Tiga ruangan terdampak dalam insiden tersebut, dengan kerusakan terparah menimpa area penyimpanan kayu dan material bangunan.
“Kejadiannya itu tadi diketahui sekitar jam 23.00 WIB. Sebenarnya siang hari sudah diketahui di tanah kosong ini ada kebakaran, tapi sudah mati apinya. Tiba-tiba jam 23.00 WIB ini tadi saya dikabari Pak RT, mungkin ada sisa api dari ranting dan akar yang menyambar ke dalam tembok gudang,” ujar Kepala Dusun (Kasun) Punggulrejo, Sukirno, saat memberikan keterangan di lokasi kejadian.
Kobaran api melahap habis material kayu serta besi bangunan yang tersimpan di dalam gudang. Beruntung, saat kebakaran terjadi, ruangan tersebut dalam keadaan kosong sehingga tidak menimbulkan korban jiwa maupun luka-luka dari kalangan santri.
“Bukan pembakaran sampah dari pihak pondok. Lahan kosong itu karena rumput kering tebal, mungkin di sana ada orang bakar sampah sampai ke sebelah sini. Kami tidak tahu kalau ternyata apinya masuk merembet lewat akar-akar ke dalam gudang,” tambah Sukirno meluruskan asal mula titik api.
Pemerintah desa setempat segera berkoordinasi dengan Polsek Bagor, Koramil, dan regu Pemadam Kebakaran (Damkar) Kabupaten Nganjuk begitu menerima laporan dari warga.
Proses pemadaman dilakukan secara intensif bersama masyarakat sekitar untuk mencegah api meluas ke area pemukiman warga.
“Tadi kita langsung gerak cepat bersama anggota melakukan pemadaman, warga masyarakat juga ikut membantu semua.
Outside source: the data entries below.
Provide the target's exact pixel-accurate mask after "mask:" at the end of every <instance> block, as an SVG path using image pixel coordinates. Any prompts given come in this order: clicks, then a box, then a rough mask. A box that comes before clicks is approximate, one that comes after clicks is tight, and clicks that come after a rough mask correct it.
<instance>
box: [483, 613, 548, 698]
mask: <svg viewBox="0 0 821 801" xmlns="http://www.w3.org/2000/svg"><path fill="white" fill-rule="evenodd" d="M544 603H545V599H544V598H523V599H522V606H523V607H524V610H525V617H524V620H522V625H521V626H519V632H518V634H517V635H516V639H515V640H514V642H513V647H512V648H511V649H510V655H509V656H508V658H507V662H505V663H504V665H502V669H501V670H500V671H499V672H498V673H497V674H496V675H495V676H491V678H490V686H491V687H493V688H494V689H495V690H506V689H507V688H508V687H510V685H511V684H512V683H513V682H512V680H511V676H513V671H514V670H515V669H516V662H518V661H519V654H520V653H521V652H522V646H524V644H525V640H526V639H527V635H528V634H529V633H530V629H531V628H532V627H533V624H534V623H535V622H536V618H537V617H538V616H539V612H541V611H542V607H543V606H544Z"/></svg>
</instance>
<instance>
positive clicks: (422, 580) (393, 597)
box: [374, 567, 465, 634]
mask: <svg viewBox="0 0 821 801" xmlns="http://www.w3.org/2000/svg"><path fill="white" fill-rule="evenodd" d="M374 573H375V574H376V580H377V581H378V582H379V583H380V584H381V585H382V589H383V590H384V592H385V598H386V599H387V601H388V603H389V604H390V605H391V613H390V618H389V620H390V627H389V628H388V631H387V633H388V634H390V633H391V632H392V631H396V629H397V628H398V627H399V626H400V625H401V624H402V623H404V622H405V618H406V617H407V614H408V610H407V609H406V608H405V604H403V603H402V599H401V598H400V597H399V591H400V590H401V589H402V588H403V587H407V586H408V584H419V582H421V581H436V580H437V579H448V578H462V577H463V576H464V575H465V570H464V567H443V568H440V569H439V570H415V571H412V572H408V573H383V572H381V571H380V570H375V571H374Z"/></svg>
Akhirnya api bisa dengan cepat dipadamkan,” jelas Kapolsek Bagor, AKP Winih di tempat kejadian perkara.
Mengingat wilayah Kabupaten Nganjuk mulai memasuki musim kemarau yang kerap diiringi tiupan angin kencang, aparat kepolisian mengingatkan masyarakat untuk ekstra hati-hati saat mengelola sampah.
“Saya mengimbau kepada masyarakat, kalau membakar sampah itu harus ditunggu sampai apinya benar-benar padam baru bisa ditinggal. Nganjuk ini kan ‘Kota Angin’, apalagi di musim kemarau seperti ini angin kencang. Jangan membakar sampah sembarangan dan jika membakar harus ditunggui,” tegas AKP Winih.